Le président de la BID se rendra en Bolivie pour rencontrer le gouvernement et des hommes d'affaires privés

Le président de la Banque interaméricaine de développement (BID), Ilan Goldfajn, effectuera les 13 et 14 janvier un voyage officiel en Bolivie, ce qui représentera la première visite de la plus haute autorité de cette organisation dans le pays au cours des 15 dernières années.

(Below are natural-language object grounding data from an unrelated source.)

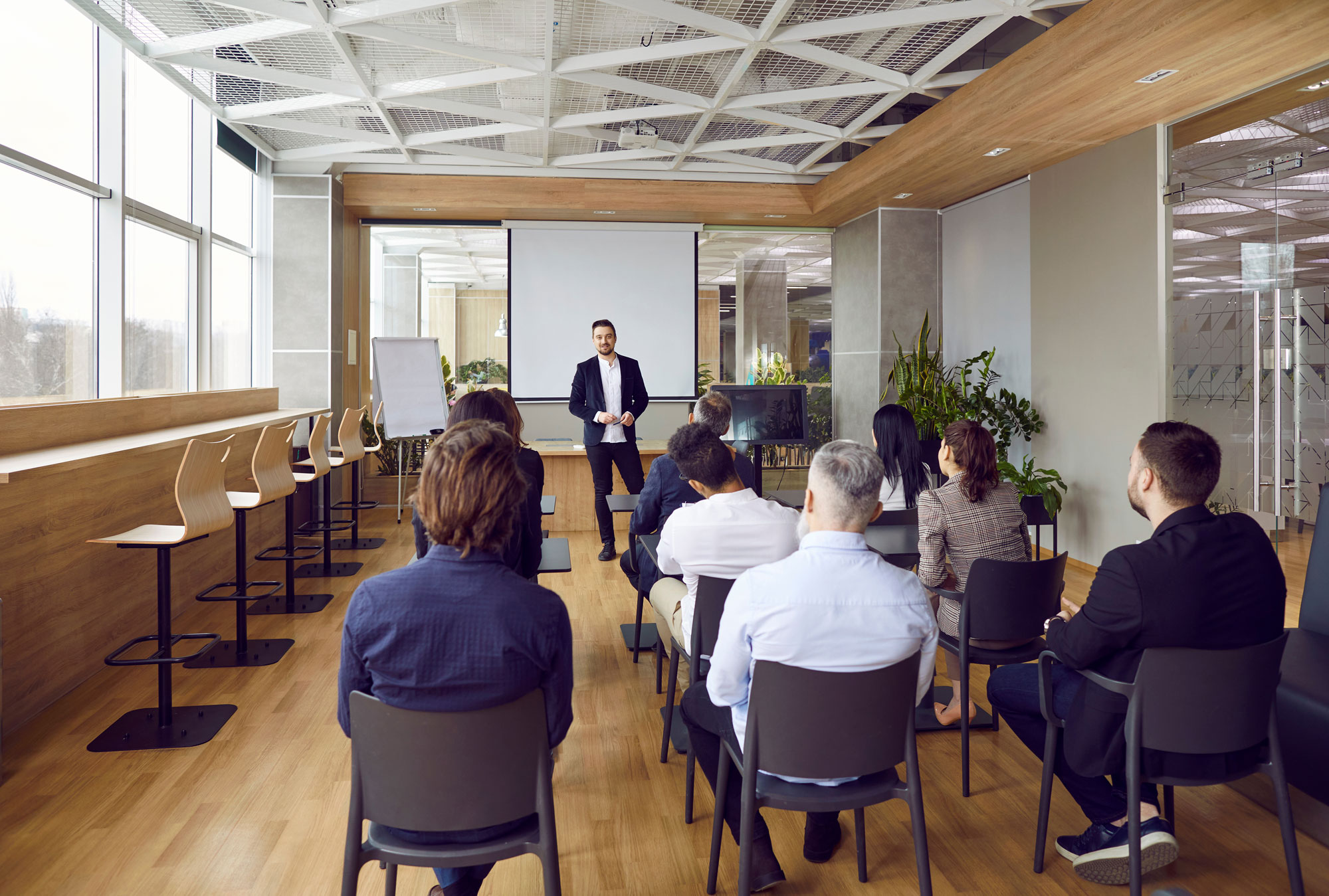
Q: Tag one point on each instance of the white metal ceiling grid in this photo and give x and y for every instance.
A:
(754, 88)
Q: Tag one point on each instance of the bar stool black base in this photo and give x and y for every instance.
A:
(300, 604)
(926, 718)
(260, 652)
(358, 544)
(328, 571)
(139, 730)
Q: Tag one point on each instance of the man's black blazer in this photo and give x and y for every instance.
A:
(588, 398)
(1202, 581)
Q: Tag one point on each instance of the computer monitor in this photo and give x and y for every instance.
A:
(767, 415)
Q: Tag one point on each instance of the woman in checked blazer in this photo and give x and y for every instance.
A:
(973, 515)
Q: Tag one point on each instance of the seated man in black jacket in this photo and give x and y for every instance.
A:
(666, 491)
(1202, 581)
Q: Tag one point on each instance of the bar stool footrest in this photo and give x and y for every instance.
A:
(139, 729)
(273, 588)
(294, 553)
(157, 658)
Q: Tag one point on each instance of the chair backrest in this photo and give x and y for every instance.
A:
(449, 771)
(349, 434)
(201, 487)
(805, 723)
(320, 451)
(272, 464)
(1009, 600)
(712, 593)
(1315, 596)
(1207, 701)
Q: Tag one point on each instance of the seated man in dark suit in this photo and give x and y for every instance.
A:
(460, 630)
(666, 490)
(1202, 581)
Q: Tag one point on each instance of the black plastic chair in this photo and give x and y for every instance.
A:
(706, 626)
(1186, 701)
(807, 723)
(1005, 600)
(450, 771)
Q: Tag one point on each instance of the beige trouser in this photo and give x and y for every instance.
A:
(668, 601)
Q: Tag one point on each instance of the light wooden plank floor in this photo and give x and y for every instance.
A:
(262, 807)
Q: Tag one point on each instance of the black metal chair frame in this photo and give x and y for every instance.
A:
(980, 573)
(826, 725)
(504, 772)
(1157, 668)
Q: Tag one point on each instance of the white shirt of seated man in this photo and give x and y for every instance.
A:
(724, 536)
(835, 605)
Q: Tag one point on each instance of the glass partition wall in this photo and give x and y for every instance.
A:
(1250, 305)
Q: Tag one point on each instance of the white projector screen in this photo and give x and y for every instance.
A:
(562, 281)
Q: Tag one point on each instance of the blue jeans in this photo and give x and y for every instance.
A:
(1013, 691)
(449, 876)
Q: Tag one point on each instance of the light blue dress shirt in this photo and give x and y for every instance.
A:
(834, 605)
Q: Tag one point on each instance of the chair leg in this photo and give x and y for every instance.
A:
(722, 786)
(861, 844)
(669, 701)
(1045, 795)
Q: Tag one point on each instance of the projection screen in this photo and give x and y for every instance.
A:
(560, 281)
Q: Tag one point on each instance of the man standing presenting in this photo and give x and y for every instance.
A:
(609, 395)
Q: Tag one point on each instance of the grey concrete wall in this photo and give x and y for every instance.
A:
(887, 276)
(1097, 298)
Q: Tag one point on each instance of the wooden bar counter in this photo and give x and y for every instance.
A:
(74, 471)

L'agenda des activités comprend une réunion le premier jour au siège du gouvernement avec le président Rodrigo Paz et les ministres liés aux domaines économiques stratégiques. Lors de ces réunions, l'appui financier et technique que la BID pourrait apporter au pays sera discuté, tant en termes de financement que de conseil.

Le lendemain, 14 janvier, la délégation se rendra à Santa Cruz de la Sierra, la principale région productive du pays, pour dialoguer avec des représentants du secteur privé. Selon les médias locaux, cette réunion explorera de nouvelles options de financement pour des projets favorisant l'investissement et l'activité productive.

La visite a lieu dans un contexte où le gouvernement bolivien cherche à consolider les relations avec les organisations multilatérales pour faire face à la crise économique que traverse le pays.

Image d'archive. La Paz, Bolivie.

Après avoir remporté le second tour du scrutin du 19 octobre, Paz et une équipe de conseillers économiques se sont rendus aux États-Unis pour rencontrer des représentants du gouvernement et des organisations internationales.

Le 31 octobre, Goldfajn a rapporté avoir discuté des projets du président élu de l’époque et de la collaboration que la BID et d’autres banques de développement pourraient offrir, à travers un soutien en trois étapes : « transition à court terme, stabilisation avec protection sociale et réformes pour une croissance durable », comme il l’a expliqué dans un message publié dans X. « Comptez sur le Groupe de la BID pour construire un avenir plus prospère pour la Bolivie », a conclu Goldfajn.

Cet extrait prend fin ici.